Throwaway because people like to trace my usernames
I kind of told them, had an existential crisis because everyone around me was turning my life into a sexual nightmare, and I basically just weeped into my bed and told my parents basically "I dont know".
I later found out that I am Demi-Seuxal, stupid tumblr sexuality I know but it fits me better than anything else. Guys or girls, doesn't really matter to me at all. I like people for who they are, it just takes a while for me to get sexually attracted to them.

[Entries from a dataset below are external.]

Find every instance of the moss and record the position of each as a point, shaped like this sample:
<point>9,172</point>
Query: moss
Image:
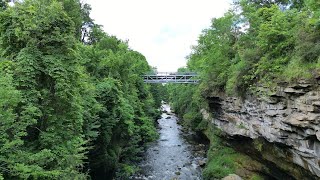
<point>224,160</point>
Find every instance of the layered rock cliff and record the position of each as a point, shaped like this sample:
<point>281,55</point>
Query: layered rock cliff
<point>287,119</point>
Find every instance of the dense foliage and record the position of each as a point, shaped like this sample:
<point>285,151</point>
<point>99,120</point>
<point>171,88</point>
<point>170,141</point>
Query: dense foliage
<point>257,43</point>
<point>73,104</point>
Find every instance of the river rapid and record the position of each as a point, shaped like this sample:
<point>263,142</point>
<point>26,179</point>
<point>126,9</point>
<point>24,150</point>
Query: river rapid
<point>176,155</point>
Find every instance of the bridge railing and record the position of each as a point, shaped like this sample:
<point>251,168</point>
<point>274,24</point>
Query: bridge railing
<point>172,77</point>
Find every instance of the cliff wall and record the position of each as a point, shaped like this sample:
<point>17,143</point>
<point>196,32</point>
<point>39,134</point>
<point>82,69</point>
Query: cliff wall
<point>284,124</point>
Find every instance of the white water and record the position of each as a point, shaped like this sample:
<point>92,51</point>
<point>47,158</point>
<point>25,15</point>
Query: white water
<point>171,157</point>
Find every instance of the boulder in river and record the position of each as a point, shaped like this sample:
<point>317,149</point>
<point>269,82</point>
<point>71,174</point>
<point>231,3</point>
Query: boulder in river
<point>232,177</point>
<point>202,163</point>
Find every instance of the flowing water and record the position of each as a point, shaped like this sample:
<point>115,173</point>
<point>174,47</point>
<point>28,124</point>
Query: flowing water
<point>176,155</point>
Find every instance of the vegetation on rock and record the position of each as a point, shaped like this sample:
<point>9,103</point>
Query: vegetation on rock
<point>73,104</point>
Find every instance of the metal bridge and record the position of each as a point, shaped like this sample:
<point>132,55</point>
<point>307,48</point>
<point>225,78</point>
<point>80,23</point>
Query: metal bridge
<point>172,77</point>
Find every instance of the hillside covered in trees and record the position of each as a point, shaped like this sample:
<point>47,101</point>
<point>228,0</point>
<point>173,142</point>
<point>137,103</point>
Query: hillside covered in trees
<point>73,104</point>
<point>257,44</point>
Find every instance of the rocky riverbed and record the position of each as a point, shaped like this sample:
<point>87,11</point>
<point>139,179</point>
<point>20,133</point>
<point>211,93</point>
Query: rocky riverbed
<point>176,155</point>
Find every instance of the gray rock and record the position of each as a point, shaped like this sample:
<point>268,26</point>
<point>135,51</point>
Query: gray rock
<point>289,116</point>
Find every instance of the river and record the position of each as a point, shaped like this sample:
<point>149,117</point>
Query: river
<point>176,155</point>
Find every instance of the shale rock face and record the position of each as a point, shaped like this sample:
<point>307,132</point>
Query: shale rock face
<point>289,116</point>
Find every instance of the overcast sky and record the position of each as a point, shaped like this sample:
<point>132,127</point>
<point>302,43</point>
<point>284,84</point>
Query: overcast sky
<point>162,30</point>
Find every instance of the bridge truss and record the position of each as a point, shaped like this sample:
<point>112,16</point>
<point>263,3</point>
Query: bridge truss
<point>173,77</point>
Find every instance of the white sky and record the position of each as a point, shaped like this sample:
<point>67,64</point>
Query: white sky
<point>162,30</point>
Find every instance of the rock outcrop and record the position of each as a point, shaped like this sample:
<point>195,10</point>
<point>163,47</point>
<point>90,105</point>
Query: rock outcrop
<point>288,116</point>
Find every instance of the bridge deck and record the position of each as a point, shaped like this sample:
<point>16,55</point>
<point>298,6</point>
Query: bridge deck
<point>184,78</point>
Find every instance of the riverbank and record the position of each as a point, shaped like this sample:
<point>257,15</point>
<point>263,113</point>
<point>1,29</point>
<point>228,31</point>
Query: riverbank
<point>176,154</point>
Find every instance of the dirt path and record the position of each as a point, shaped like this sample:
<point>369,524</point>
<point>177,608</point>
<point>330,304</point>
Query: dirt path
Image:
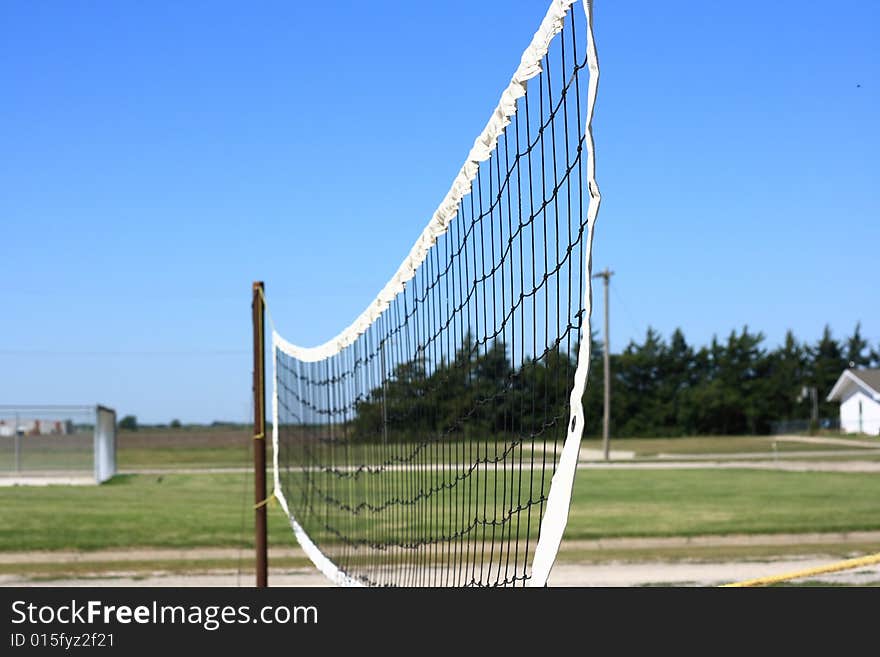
<point>611,574</point>
<point>635,543</point>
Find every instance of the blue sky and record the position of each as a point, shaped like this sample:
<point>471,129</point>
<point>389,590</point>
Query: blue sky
<point>158,157</point>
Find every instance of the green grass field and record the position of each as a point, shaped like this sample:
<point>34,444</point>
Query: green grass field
<point>226,449</point>
<point>214,510</point>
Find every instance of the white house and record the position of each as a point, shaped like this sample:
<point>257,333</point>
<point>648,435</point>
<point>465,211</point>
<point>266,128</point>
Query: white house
<point>858,392</point>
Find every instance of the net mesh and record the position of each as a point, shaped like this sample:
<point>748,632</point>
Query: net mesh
<point>422,453</point>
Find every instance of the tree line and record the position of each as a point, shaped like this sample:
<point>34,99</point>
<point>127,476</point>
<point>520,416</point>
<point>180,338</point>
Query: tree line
<point>659,388</point>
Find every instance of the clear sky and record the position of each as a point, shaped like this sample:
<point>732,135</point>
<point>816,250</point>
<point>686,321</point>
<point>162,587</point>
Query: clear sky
<point>157,157</point>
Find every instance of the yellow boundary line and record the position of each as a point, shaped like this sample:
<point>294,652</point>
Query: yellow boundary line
<point>831,568</point>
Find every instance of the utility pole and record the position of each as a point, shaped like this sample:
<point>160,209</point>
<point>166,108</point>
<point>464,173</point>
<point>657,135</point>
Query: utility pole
<point>606,414</point>
<point>260,533</point>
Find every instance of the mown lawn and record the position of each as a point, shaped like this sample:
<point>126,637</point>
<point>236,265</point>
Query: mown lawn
<point>215,510</point>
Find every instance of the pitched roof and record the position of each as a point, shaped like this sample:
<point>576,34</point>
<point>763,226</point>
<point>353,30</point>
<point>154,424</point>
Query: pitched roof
<point>871,378</point>
<point>867,380</point>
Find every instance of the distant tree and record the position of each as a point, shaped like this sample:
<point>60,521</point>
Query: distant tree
<point>827,361</point>
<point>856,349</point>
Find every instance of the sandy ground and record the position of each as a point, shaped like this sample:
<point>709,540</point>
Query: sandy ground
<point>616,574</point>
<point>582,575</point>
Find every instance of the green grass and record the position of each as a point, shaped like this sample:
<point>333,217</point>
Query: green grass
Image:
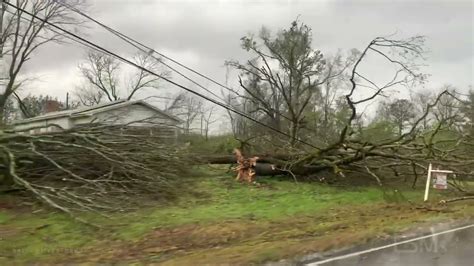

Found out and told all my friends, but got varying amounts of support from everyone. (My friend asked me if I want to "fuck toasters") Didn't tell my parents about my sexuality. Fast forward a few weeks and I get into a relationship, fun and everything, sure. But when it came down to kissing/cuddling it just felt, wrong. Relationship ends, and girls start pushing me out of their lives because I am a "guy".
People called me rapist and molester in middle-school, so the sex barrier has always been hard on me. Especially because I just tend to spend more time with girls (I have a more feminine personality). I have been getting thoughts of self mutilation, and at this point I'm having trouble calling myself human. I went from 215 lbs to 155 lbs as well, so I have gone through a lot of change, but no matter how much I lose or gain everyone has a problem with my body. My friends often accuse the male sex of being orgasm hungry monkeys. I don't masterbate, the depression and anxiety from it drives me to suicidal thoughts too quick.
At this point I just don't even know anymore. I dont want to have sex with anyone, I just want to love and be loved back. And fuck porn, that shit is gross.